Northrop Grumman photo

Delivering the first SEWIP Block III jammer to the Navy.

WASHINGTON: A naval war with China would be won or lost in large part by a furious exchange of anti-ship guided missiles. SEWIP Block III is intended to cause enemy missiles to go off course and splash harmlessly in the water.

So it’s significant that, after years of development, Northrop Grumman has officially delivered the first full-up working model of the Navy’s Surface Electronic Warfare Improvement Program (SEWIP) Block III for land-based testing.

“This is good news and suggests SEWIP Block III is living up to expectations,” said Bryan Clark, a retired Navy commander and EW expert at the Hudson Institute. “Most importantly, it will be able to operate across a wider frequency range to counter new missile threats, and use digital processing that could enable new techniques for jamming or deception, including AI-enabled cognitive EW algorithms.”

But progress is too slow, he said. “The down side, however, is the Navy is only very slowly rolling out upgrades to SEWIP,” Clark continued. “It is still putting SEWIP Block II on ships, which improves their receiving and detection capability, and Block III won’t start installation  for another couple years.
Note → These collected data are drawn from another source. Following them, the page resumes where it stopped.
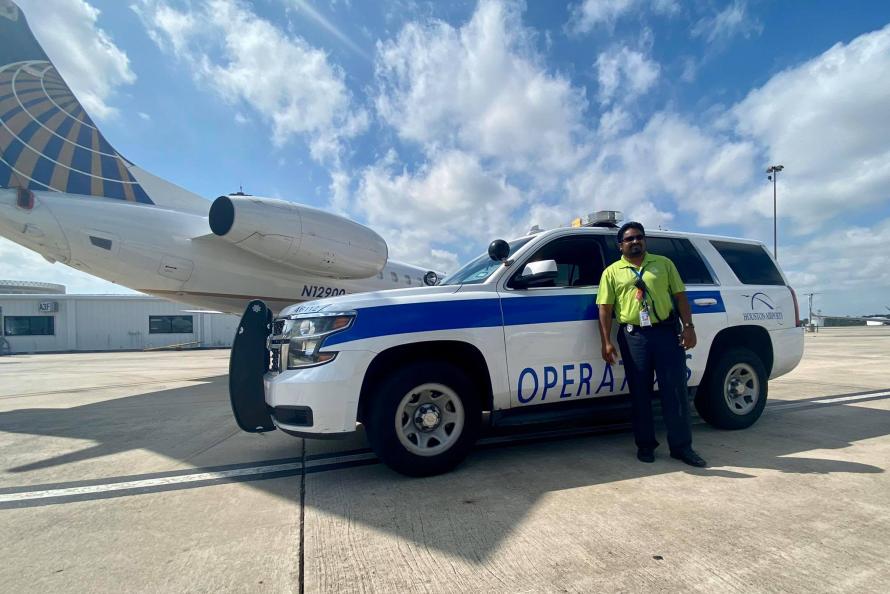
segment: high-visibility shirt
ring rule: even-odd
[[[669,258],[646,252],[643,263],[637,267],[621,256],[603,271],[596,302],[613,305],[615,318],[622,324],[640,324],[643,302],[637,299],[636,287],[640,271],[648,287],[646,301],[653,324],[668,318],[674,309],[672,297],[686,290],[677,267]]]

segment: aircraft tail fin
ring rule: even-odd
[[[11,0],[0,0],[0,187],[159,205],[175,196],[188,210],[209,207],[200,196],[149,179],[108,143]]]

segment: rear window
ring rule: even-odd
[[[685,285],[711,285],[714,279],[698,250],[688,239],[677,237],[646,237],[646,249],[670,259]]]
[[[712,241],[739,280],[746,285],[784,285],[785,281],[762,245]]]

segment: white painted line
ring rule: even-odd
[[[823,398],[820,400],[808,400],[806,402],[789,402],[788,404],[771,403],[768,408],[773,410],[785,410],[789,408],[798,408],[802,406],[812,406],[813,404],[835,404],[838,402],[856,402],[859,400],[869,400],[871,398],[884,398],[890,396],[890,390],[884,392],[874,392],[872,394],[858,394],[856,396],[839,396],[836,398]],[[775,401],[774,401],[775,402]],[[617,426],[617,425],[616,425]],[[605,426],[606,429],[614,429],[616,426]],[[571,436],[575,434],[597,433],[596,428],[574,428],[569,430],[551,430],[536,433],[527,433],[524,435],[508,435],[489,437],[480,440],[481,445],[496,445],[499,443],[509,443],[512,441],[523,441],[528,439],[540,439],[546,437]],[[337,466],[340,464],[348,464],[350,462],[361,462],[366,460],[374,460],[376,456],[372,452],[359,452],[347,456],[331,456],[327,458],[316,458],[308,460],[305,464],[306,470],[317,467]],[[247,476],[257,476],[264,474],[273,474],[276,472],[288,472],[300,470],[303,464],[300,462],[287,462],[284,464],[272,464],[267,466],[250,466],[247,468],[235,468],[232,470],[220,470],[215,472],[196,472],[194,474],[182,474],[178,476],[158,477],[152,479],[141,479],[136,481],[126,481],[122,483],[105,483],[98,485],[88,485],[82,487],[68,487],[59,489],[46,489],[42,491],[25,491],[21,493],[0,494],[0,504],[14,503],[17,501],[29,501],[34,499],[49,499],[62,497],[77,497],[83,495],[100,495],[102,493],[110,493],[114,491],[131,491],[136,489],[157,489],[169,485],[179,485],[185,483],[199,483],[202,481],[214,481],[220,479],[240,478]]]
[[[310,460],[306,462],[306,469],[315,468],[317,466],[328,466],[331,464],[346,464],[349,462],[357,462],[362,460],[372,460],[376,456],[372,453],[352,454],[349,456],[336,456],[331,458],[322,458],[319,460]],[[169,485],[180,485],[183,483],[198,483],[202,481],[214,481],[220,479],[240,478],[245,476],[256,476],[263,474],[272,474],[275,472],[288,472],[300,470],[303,465],[300,462],[287,462],[285,464],[272,464],[267,466],[250,466],[248,468],[235,468],[233,470],[220,470],[216,472],[196,472],[194,474],[181,474],[178,476],[158,477],[152,479],[141,479],[137,481],[126,481],[123,483],[104,483],[99,485],[88,485],[83,487],[68,487],[60,489],[46,489],[43,491],[25,491],[22,493],[0,494],[0,504],[12,503],[16,501],[29,501],[33,499],[48,499],[59,497],[76,497],[83,495],[99,495],[113,491],[130,491],[134,489],[157,489]]]
[[[101,485],[89,485],[84,487],[69,487],[63,489],[47,489],[45,491],[26,491],[24,493],[7,493],[0,495],[0,503],[14,501],[26,501],[30,499],[47,499],[49,497],[73,497],[78,495],[94,495],[112,491],[129,491],[131,489],[151,489],[167,485],[181,483],[196,483],[200,481],[213,481],[226,478],[253,476],[257,474],[270,474],[273,472],[285,472],[299,470],[302,465],[299,462],[287,464],[274,464],[272,466],[252,466],[250,468],[237,468],[235,470],[221,470],[218,472],[198,472],[195,474],[182,474],[179,476],[167,476],[124,483],[106,483]]]
[[[789,402],[788,404],[772,404],[768,409],[784,410],[786,408],[799,408],[801,406],[812,406],[814,404],[835,404],[838,402],[856,402],[858,400],[869,400],[871,398],[886,398],[890,396],[890,391],[873,392],[871,394],[857,394],[855,396],[838,396],[837,398],[822,398],[820,400],[807,400],[806,402]],[[775,401],[774,401],[775,402]]]
[[[818,402],[819,404],[831,404],[833,402],[852,402],[854,400],[868,400],[869,398],[881,398],[883,396],[890,396],[890,391],[875,392],[873,394],[859,394],[857,396],[839,396],[837,398],[823,398],[822,400],[814,400],[813,402]]]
And each year the Navy is only putting these new systems on a handful of ships due to budget constraints.”

There’s “a missed opportunity with SEWIP Block III,” Clark added, “that I hope the Navy will eventually exploit[:] its ability to be a multifunction system. The digital AESA array it uses could enable it to be a jammer, receiver, radar, or radio.” In other words, the same transmitter-receiver modules that send out a jamming signal could send out other kinds of signals as well, with the appropriate software.
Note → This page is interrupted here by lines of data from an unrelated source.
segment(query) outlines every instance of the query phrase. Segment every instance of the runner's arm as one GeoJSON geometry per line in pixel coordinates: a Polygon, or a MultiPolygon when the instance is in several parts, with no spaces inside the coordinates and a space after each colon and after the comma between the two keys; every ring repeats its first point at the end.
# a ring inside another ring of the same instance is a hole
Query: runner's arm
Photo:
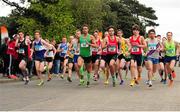
{"type": "Polygon", "coordinates": [[[57,48],[57,50],[56,50],[57,53],[59,53],[59,52],[62,51],[62,50],[60,49],[60,46],[61,46],[61,44],[58,45],[58,48],[57,48]]]}
{"type": "Polygon", "coordinates": [[[34,52],[34,42],[32,43],[32,47],[31,47],[31,54],[30,54],[30,57],[32,57],[32,55],[33,55],[33,52],[34,52]]]}
{"type": "Polygon", "coordinates": [[[88,42],[87,43],[92,47],[99,47],[97,44],[95,44],[96,42],[94,36],[91,35],[90,38],[91,38],[91,43],[88,42]]]}
{"type": "Polygon", "coordinates": [[[178,43],[175,43],[175,45],[176,45],[176,56],[179,56],[179,45],[178,45],[178,43]]]}
{"type": "Polygon", "coordinates": [[[129,37],[129,42],[128,42],[129,43],[129,46],[128,46],[129,47],[129,49],[128,49],[129,52],[131,52],[131,49],[132,49],[132,45],[130,43],[130,39],[131,39],[131,37],[129,37]]]}
{"type": "Polygon", "coordinates": [[[141,36],[141,45],[138,45],[138,47],[141,47],[141,48],[146,48],[147,47],[147,44],[145,42],[145,39],[143,36],[141,36]]]}
{"type": "Polygon", "coordinates": [[[52,45],[52,49],[53,49],[53,53],[54,53],[54,56],[55,56],[55,54],[56,54],[56,48],[52,45]]]}
{"type": "Polygon", "coordinates": [[[42,42],[42,44],[45,45],[46,47],[50,48],[51,45],[50,45],[49,43],[47,43],[45,40],[41,39],[41,42],[42,42]]]}
{"type": "Polygon", "coordinates": [[[19,41],[19,39],[16,39],[15,47],[19,47],[19,46],[18,46],[18,41],[19,41]]]}
{"type": "Polygon", "coordinates": [[[102,49],[107,47],[107,38],[103,39],[102,41],[102,49]]]}

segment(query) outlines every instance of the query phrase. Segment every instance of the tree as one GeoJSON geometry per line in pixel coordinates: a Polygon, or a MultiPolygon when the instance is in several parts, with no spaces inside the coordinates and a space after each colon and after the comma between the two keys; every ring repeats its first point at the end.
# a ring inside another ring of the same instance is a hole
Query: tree
{"type": "Polygon", "coordinates": [[[36,29],[39,29],[43,37],[49,39],[54,37],[57,41],[60,41],[62,36],[69,36],[75,30],[71,2],[67,0],[37,1],[31,3],[28,9],[21,12],[15,9],[13,12],[13,16],[18,16],[18,30],[31,35],[36,29]]]}
{"type": "Polygon", "coordinates": [[[88,24],[90,31],[102,29],[102,0],[72,0],[74,25],[88,24]]]}
{"type": "Polygon", "coordinates": [[[85,23],[90,32],[95,29],[106,31],[113,25],[121,28],[125,37],[132,35],[134,24],[141,27],[142,35],[147,26],[158,26],[155,10],[137,0],[21,0],[21,3],[29,2],[29,7],[3,1],[16,7],[10,17],[17,20],[18,30],[33,34],[34,30],[40,29],[43,37],[56,40],[73,34],[85,23]]]}

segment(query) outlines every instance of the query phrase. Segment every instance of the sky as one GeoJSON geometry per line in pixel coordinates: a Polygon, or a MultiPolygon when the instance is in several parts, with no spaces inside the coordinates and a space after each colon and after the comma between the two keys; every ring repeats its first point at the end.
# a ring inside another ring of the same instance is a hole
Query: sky
{"type": "MultiPolygon", "coordinates": [[[[19,0],[11,0],[19,2],[19,0]]],[[[173,32],[174,40],[180,42],[180,0],[138,0],[147,7],[156,11],[159,26],[155,27],[156,33],[166,36],[166,32],[173,32]]],[[[8,16],[13,8],[5,5],[0,0],[0,16],[8,16]]],[[[147,28],[151,29],[151,28],[147,28]]]]}

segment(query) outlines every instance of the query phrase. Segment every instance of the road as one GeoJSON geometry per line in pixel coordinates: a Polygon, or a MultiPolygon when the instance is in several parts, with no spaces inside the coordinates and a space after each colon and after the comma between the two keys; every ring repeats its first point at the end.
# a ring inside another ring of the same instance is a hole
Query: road
{"type": "MultiPolygon", "coordinates": [[[[37,80],[29,85],[23,82],[0,84],[0,110],[3,111],[180,111],[180,68],[176,68],[177,78],[173,87],[160,83],[159,76],[153,87],[145,84],[147,77],[143,69],[143,79],[139,85],[129,86],[129,78],[124,85],[112,87],[91,81],[89,88],[54,78],[43,86],[36,86],[37,80]]],[[[129,75],[128,75],[129,77],[129,75]]]]}

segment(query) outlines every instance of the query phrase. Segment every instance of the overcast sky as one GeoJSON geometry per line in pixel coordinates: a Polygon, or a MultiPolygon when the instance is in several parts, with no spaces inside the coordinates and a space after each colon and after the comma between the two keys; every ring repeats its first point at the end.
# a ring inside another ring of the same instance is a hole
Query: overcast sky
{"type": "MultiPolygon", "coordinates": [[[[18,2],[19,0],[11,1],[18,2]]],[[[166,32],[172,31],[174,40],[180,42],[180,0],[139,0],[139,2],[155,9],[157,23],[160,24],[155,28],[157,34],[165,36],[166,32]]],[[[11,7],[0,0],[0,16],[7,16],[11,10],[11,7]]]]}

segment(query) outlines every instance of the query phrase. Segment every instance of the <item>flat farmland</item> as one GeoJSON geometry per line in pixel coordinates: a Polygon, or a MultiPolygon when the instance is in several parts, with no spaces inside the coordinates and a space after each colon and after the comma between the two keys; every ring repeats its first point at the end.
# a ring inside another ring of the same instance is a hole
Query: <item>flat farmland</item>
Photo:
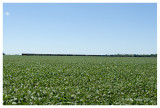
{"type": "Polygon", "coordinates": [[[157,58],[5,55],[3,104],[157,105],[157,58]]]}

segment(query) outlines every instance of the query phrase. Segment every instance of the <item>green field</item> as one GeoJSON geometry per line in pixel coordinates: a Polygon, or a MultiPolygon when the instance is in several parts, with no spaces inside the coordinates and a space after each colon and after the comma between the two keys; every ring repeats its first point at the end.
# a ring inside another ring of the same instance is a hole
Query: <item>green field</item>
{"type": "Polygon", "coordinates": [[[3,104],[156,105],[156,57],[3,56],[3,104]]]}

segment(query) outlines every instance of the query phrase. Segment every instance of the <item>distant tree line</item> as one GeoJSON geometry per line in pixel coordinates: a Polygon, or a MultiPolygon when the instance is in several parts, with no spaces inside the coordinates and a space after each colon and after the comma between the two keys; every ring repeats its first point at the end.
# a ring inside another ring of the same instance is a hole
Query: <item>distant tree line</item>
{"type": "Polygon", "coordinates": [[[32,54],[22,53],[22,56],[103,56],[103,57],[157,57],[157,54],[111,54],[111,55],[85,55],[85,54],[32,54]]]}
{"type": "Polygon", "coordinates": [[[105,55],[109,57],[157,57],[157,54],[114,54],[105,55]]]}

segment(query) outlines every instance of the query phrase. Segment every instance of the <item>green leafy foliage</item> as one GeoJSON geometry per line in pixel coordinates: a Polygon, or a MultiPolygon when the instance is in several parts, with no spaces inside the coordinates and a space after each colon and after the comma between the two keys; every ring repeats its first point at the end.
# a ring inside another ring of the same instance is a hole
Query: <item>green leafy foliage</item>
{"type": "Polygon", "coordinates": [[[4,105],[156,105],[152,57],[4,56],[4,105]]]}

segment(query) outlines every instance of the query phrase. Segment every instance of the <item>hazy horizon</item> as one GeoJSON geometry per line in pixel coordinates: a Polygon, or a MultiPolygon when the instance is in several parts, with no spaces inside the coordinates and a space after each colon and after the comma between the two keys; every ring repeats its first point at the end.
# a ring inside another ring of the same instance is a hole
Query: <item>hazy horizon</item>
{"type": "MultiPolygon", "coordinates": [[[[4,54],[5,55],[22,55],[22,54],[60,54],[60,53],[21,53],[21,54],[7,54],[7,53],[4,53],[4,54]]],[[[69,53],[61,53],[61,54],[69,54],[69,53]]],[[[77,54],[77,55],[118,55],[118,54],[77,54]]],[[[151,54],[157,54],[157,53],[151,53],[151,54]]],[[[135,53],[135,55],[151,55],[151,54],[136,54],[135,53]]],[[[76,54],[73,54],[73,55],[76,55],[76,54]]],[[[134,55],[134,54],[119,54],[119,55],[134,55]]]]}
{"type": "Polygon", "coordinates": [[[6,54],[157,54],[156,3],[4,3],[6,54]]]}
How would this allow new ways of using SEWIP? “That would enable it to be part of a networked EW approach where offboard systems” – drones or unmanned ships, for instance – “do more of the active jamming, and SEWIP and the ship reduce its emissions and detectability,” Clark said, making the ships a harder target. “Fundamentally, the Navy needs to put more of its EW effort to new concepts that enable more offensive operations and focus less on platform self-defense.”